We migrated into another business. We went from consulting into a venture-backed female sexual health business. It never occurred to us to say, "Will our relationship translate into an entirely different environment?" Because we have those fundamental things in common.
One of the things that's nice about having a partner for 15 years is that you see yourself evolve and grow both as a person and a professional. So Mary is 13 years older than I am and she had kids before I did. They were well into their high-school years when we met. I had never thought about being an entrepreneur, seriously, until I met Mary.
One of the things that she said to me that was so compelling is she had a very clear mission about how she wanted to live and how her work was going to fit into her life. That has really informed the motto that we have.
So for any business that Mary and I are in, we have a couple of core principles which is, we do work we like with people that we like. When one of those balances is off, we are willing to raise our hand and say, "Houston, we have a problem." It is rare that we've had to part ways with a client at our suggestion, but we've done it because life's too short.
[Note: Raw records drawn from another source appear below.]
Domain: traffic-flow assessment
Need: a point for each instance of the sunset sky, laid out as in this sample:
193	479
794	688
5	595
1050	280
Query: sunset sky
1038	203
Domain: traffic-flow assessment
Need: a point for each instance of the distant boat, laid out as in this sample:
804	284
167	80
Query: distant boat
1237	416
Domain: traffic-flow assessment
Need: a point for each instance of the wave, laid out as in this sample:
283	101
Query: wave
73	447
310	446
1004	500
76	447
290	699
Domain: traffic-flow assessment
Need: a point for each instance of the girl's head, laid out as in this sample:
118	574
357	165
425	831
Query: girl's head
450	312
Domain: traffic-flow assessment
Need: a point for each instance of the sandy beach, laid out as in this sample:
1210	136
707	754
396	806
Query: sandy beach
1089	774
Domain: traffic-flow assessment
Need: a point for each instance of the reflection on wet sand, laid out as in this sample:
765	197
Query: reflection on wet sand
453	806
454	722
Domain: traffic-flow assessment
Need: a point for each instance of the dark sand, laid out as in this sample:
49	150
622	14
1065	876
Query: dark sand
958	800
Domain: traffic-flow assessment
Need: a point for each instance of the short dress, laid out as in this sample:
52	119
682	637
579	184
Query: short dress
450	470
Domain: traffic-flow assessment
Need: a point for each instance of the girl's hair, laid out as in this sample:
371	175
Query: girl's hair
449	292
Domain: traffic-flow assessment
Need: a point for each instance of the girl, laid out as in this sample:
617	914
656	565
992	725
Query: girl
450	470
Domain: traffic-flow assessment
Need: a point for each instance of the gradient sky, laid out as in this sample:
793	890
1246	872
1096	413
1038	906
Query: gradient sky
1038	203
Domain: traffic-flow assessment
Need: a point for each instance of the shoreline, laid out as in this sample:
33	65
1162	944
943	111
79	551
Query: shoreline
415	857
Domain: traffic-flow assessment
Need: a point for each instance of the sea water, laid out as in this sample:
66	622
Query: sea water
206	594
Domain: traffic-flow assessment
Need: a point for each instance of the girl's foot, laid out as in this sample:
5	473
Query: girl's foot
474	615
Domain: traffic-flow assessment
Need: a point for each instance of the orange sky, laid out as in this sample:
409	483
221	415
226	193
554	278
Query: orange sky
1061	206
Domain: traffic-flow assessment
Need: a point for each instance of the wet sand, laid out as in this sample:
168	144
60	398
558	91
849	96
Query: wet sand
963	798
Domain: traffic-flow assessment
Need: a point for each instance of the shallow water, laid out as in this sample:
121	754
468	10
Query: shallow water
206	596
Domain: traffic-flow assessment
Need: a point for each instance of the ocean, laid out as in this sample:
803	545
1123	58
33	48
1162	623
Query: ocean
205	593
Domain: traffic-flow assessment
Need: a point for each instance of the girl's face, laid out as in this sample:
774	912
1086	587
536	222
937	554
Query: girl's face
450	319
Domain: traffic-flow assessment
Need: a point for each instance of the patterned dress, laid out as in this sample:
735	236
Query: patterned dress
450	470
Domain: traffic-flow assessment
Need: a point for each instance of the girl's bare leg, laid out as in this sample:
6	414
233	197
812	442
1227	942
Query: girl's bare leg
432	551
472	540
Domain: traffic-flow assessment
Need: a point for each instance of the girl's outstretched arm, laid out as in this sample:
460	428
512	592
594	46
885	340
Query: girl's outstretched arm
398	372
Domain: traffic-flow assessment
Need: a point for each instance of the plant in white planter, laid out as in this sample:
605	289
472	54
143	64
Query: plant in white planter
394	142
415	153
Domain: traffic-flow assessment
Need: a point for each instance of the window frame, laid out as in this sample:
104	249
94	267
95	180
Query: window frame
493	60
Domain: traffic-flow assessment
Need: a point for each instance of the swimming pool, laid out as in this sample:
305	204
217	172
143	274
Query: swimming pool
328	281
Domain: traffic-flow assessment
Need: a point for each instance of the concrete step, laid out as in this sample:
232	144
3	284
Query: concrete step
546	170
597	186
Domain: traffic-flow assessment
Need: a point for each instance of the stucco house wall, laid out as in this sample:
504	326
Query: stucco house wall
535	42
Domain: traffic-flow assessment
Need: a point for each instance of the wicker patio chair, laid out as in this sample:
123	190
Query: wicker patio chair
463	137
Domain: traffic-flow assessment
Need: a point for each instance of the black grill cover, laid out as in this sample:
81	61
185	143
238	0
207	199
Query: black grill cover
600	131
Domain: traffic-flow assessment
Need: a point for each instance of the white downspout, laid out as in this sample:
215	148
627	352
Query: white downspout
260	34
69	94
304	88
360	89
We've been at this a long time. I'm not suggesting for one minute that every moment of work is fun. But if you're fundamentally working at things that you're interested in, with people who you share things in common with, that's great.
I really want to distinguish people who you like working with, from friendship. Not all these business relationships don't evolve into friendships. Some tiptoe, some go over the line, but there are some fundamental characteristics that we just require when we're working with someone. I have some hard and fast rules and there's not that much in life that's hard and fast. Don't lie, don't mislead, don't say one thing and do another.
So we really try to find clients, and over the years have built a really wonderful and robust client base, that shares those values. In the circumstances where we haven't been so lucky, it's a much more painful process.
Mary and my skills overlap in a lot of areas. I think we both focus on understanding what the insights are that will drive a client's growth. So whether that's a consumer, a customer, a physician, a health plan – that's where we really focus. Mary is very good at envisioning the future. I would say that's one of her strengths.
I'm extremely good at building the relationships and identifying opportunities for additional work, so we can build our future. So those are the two, I would say, most discrete areas. In many, many ways we're both very analytical, we both love data, we both are steeped in the categories in which we work, pharmaceutical, health and beauty, consumer products. We both have a real intellectual curiosity.
What's interesting is Mary loves the whole process of finding the answer. I love the moment when we've figured out the answer, and then the rest is coasting for me because I've gotten it and the puzzle has come together for me. Mary likes spending more time in the puzzle and I like more time at the end of the puzzle.